In this work we compared proteomic changes in non-human primate (NHP) retinas at the onset of early experimental glaucoma (EEG) and 3 weeks after optic nerve transection (ONT), as a means to identify regulators in the retina's response to EEG and ONT. Both eyes of 7 NHPs with either unilateral EEG (n = 4) or ONT (n = 3) were enucleated. Proteins were analyzed by a label-free quantitative mass spectrometry system and the abundance of identified retinal proteins was compared between the treated eye and its contralateral control for each NHP. Cellular processes associated with regulated proteins were identified using the MetaCore program. As a result, a total of 209 and 200 proteins were identified in EEG and ONT retinas, respectively. The EEG eyes exhibited two distinguishable levels of maximum IOP: the highest IOP <27 mmHg (n = 2) and >45 mmHg (n = 2), termed mild IOP EEG and high IOP EEG eyes, respectively.

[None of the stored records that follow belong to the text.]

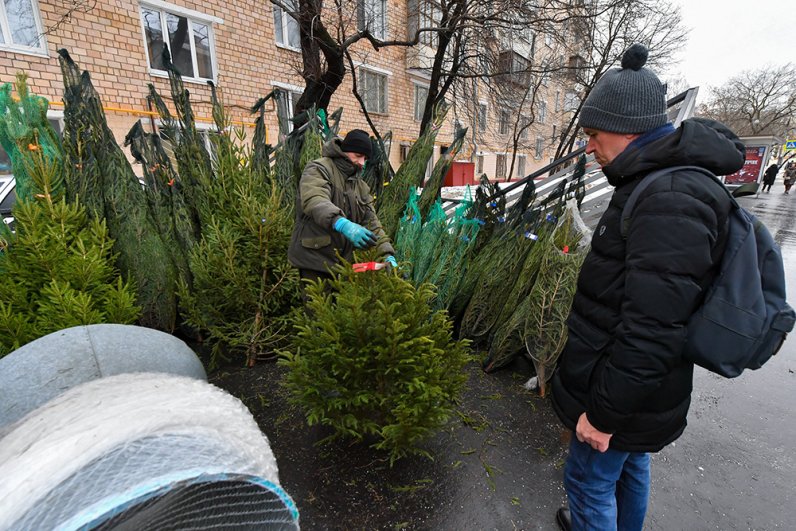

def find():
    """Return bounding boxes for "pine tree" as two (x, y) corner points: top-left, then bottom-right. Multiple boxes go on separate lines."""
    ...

(0, 137), (141, 356)
(58, 49), (177, 332)
(179, 95), (298, 365)
(280, 258), (469, 463)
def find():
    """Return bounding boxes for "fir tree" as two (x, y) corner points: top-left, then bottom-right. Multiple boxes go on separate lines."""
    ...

(0, 136), (141, 356)
(280, 256), (469, 463)
(58, 49), (177, 332)
(179, 97), (298, 365)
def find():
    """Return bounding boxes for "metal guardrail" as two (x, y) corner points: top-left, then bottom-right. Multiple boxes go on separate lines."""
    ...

(442, 87), (699, 227)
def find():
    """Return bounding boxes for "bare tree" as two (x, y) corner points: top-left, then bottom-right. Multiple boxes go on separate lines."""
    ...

(699, 63), (796, 137)
(271, 0), (416, 124)
(555, 0), (687, 158)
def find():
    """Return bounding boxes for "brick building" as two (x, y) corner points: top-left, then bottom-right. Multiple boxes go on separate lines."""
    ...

(0, 0), (571, 180)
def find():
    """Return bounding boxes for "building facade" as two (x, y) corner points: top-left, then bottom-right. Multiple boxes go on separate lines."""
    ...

(0, 0), (571, 180)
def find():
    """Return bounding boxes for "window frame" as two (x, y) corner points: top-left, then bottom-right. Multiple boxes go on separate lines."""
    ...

(138, 0), (219, 85)
(271, 81), (304, 135)
(417, 0), (442, 48)
(271, 0), (301, 52)
(412, 81), (429, 122)
(476, 101), (489, 133)
(357, 0), (389, 41)
(515, 154), (528, 179)
(355, 63), (392, 116)
(498, 109), (511, 135)
(495, 153), (507, 179)
(0, 0), (50, 57)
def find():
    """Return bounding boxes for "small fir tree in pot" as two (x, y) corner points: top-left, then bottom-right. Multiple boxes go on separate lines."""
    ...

(280, 256), (470, 464)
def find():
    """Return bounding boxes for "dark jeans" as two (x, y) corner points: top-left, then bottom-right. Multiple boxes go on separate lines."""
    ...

(564, 434), (650, 531)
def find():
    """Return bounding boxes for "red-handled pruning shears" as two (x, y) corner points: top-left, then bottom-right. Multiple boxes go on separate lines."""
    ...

(351, 262), (389, 273)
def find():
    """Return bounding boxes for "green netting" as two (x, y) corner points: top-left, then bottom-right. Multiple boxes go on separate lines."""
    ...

(58, 49), (177, 331)
(394, 190), (423, 264)
(376, 106), (447, 239)
(0, 73), (64, 205)
(362, 131), (395, 202)
(484, 157), (588, 374)
(523, 204), (589, 395)
(417, 123), (467, 219)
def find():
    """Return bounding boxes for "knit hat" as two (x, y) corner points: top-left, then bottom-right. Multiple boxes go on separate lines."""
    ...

(340, 129), (371, 158)
(579, 44), (669, 133)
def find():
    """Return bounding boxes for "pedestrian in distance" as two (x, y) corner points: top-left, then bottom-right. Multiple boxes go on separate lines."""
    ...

(552, 44), (745, 531)
(763, 163), (779, 193)
(288, 129), (397, 300)
(784, 161), (796, 194)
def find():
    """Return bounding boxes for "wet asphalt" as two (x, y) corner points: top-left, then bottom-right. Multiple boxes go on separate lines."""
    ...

(211, 185), (796, 531)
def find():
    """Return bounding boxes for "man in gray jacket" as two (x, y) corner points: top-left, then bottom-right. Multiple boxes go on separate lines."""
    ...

(287, 129), (397, 296)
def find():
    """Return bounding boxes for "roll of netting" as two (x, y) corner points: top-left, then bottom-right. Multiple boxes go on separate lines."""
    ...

(0, 373), (298, 531)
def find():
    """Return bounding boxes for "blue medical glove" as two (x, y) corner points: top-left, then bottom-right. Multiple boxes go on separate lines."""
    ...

(334, 218), (376, 249)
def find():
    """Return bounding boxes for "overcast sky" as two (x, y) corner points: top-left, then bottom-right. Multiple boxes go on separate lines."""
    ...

(661, 0), (796, 91)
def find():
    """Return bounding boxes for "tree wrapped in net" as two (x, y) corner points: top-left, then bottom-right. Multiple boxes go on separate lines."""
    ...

(0, 72), (64, 199)
(179, 92), (298, 365)
(0, 120), (141, 356)
(58, 49), (177, 332)
(376, 106), (447, 240)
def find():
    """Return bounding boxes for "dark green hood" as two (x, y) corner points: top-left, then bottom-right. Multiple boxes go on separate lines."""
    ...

(321, 137), (359, 177)
(603, 118), (746, 186)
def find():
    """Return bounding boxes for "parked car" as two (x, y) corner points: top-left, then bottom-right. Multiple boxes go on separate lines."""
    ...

(0, 174), (17, 232)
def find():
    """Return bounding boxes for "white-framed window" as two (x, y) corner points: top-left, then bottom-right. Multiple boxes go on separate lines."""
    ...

(411, 0), (442, 48)
(517, 155), (527, 178)
(141, 0), (223, 83)
(357, 66), (387, 114)
(564, 92), (579, 112)
(414, 83), (428, 122)
(271, 81), (304, 135)
(357, 0), (387, 40)
(498, 110), (510, 135)
(398, 143), (412, 164)
(478, 102), (487, 133)
(274, 0), (301, 51)
(0, 0), (47, 55)
(495, 153), (506, 179)
(520, 116), (531, 140)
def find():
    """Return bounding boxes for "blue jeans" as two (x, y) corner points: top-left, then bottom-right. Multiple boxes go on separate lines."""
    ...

(564, 434), (650, 531)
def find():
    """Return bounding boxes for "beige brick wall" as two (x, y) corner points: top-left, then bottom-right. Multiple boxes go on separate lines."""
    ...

(0, 0), (563, 181)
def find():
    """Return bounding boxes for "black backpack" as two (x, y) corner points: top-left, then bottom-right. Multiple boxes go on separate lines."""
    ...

(621, 166), (796, 378)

A limited overlap of proteins regulated in the same direction was seen between the high IOP EEG and either the mild IOP EEG eyes or ONT eyes. Most of the proteins that were up regulated in the high IOP EEG eyes were down regulated in the mild IOP EEG eyes; the latter showed an overall down regulation that was not seen in the other two conditions. An association with cytoskeleton regulation was recognized for up-regulated proteins in the high IOP EEG eyes. We conclude that mild IOP EEG, high IOP EEG and ONT retinas exhibited condition-specific proteomic changes with little overlap between conditions. Cytoarchitecture regulation appears to be a component of the early retinal response to chronic experimental IOP elevation.

PMID:
21530506
DOI:
10.1016/j.exer.2011.03.020
[PubMed - indexed for MEDLINE]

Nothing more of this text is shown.